Church & Dwight for the past year has been advocating the prevention of HIV/AIDS and other sexually transmitted disease through its “Evolve” campaign in support of its Trojan condoms.
The campaign, developed by the Kaplan Thaler Group, the same agency that created the campaign for Aflac, emphasizes the use of condoms out of respect for the other partner. Earlier this year, it teamed its television ad spots with a Trojan Evolve bus tour that featured a 40-foot long interactive bus and 40-foot wide IMAX-style rollercoaster ride that visited more than 80 cities and colleges from April through November.
“The United States has the worst statistics on sexual disease of any developed nation on this earth,” said C&D chairman and chief executive officer Jim Craigie during an analyst presentation last month. “When two people in this country are having sex and they don’t know each other’s health history, one of them could have a disease and the only way to stop a disease other than abstinence…is a condom,” he said.
“Three-out-of-four times, people don’t use a condom.… Three-out-of-four times, they risk getting disease,” Craigie noted, adding that Trojan possesses a 75 percent market share in the condom business.

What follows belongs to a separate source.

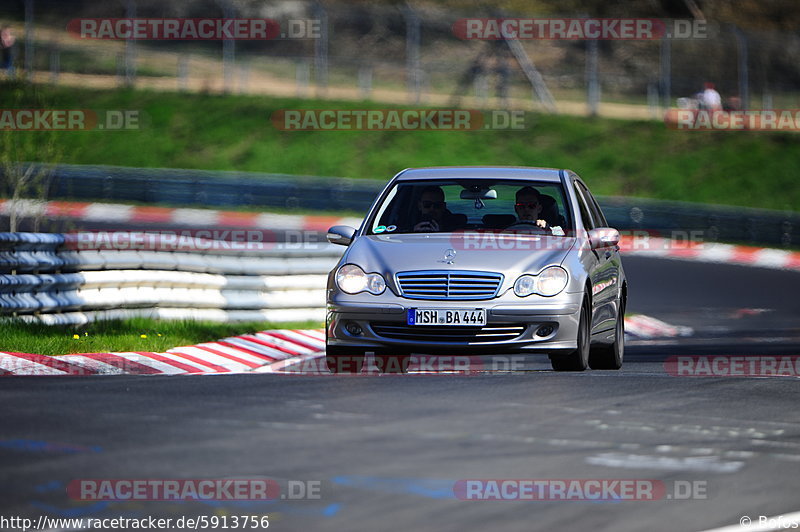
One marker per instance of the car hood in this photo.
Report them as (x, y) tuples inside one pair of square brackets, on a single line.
[(504, 253)]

Church & Dwight’s business in male contraceptives also is growing at a faster rate as compared with the category; the company recorded growth of 2.5 percent with $200.5 million in sales across food, drug and mass outlets (minus Wal-Mart) for the 52 weeks ended Nov. 2, according to Information Resources Inc.
Overall, the category grew by 0.6 percent to $265.2 million. Sales of enhancement devices, such as vibrating rings and personal massagers, are up 27.2 percent to $7.6 million, with Durex leading the way with a 53.3 percent dollar share of the market, while sales of personal lubricants, dominated by J&J’s K-Y family of brands, are up 8.3 percent to $129.5 million.
Earlier this year, J&J launched its K-Y Yours and Mine lubricants that emphasize increased intimacy between couples as a route to improved health and well-being. Several nationally-televised commercials feature everyday married couples overcoming life’s challenges—raising a family, a hectic work schedule—through the aid of a personal lubricant, which appears to make an appeal more to the female consumer.
And while many retailers have experimented with the dual placement of intimate health products in feminine hygiene aisles in an effort to appeal more directly to female purchasers, some Wal-Mart stores have placed the entire family planning and intimate health sections outside of the nonprescription drug areas and in stores’ beauty sectors.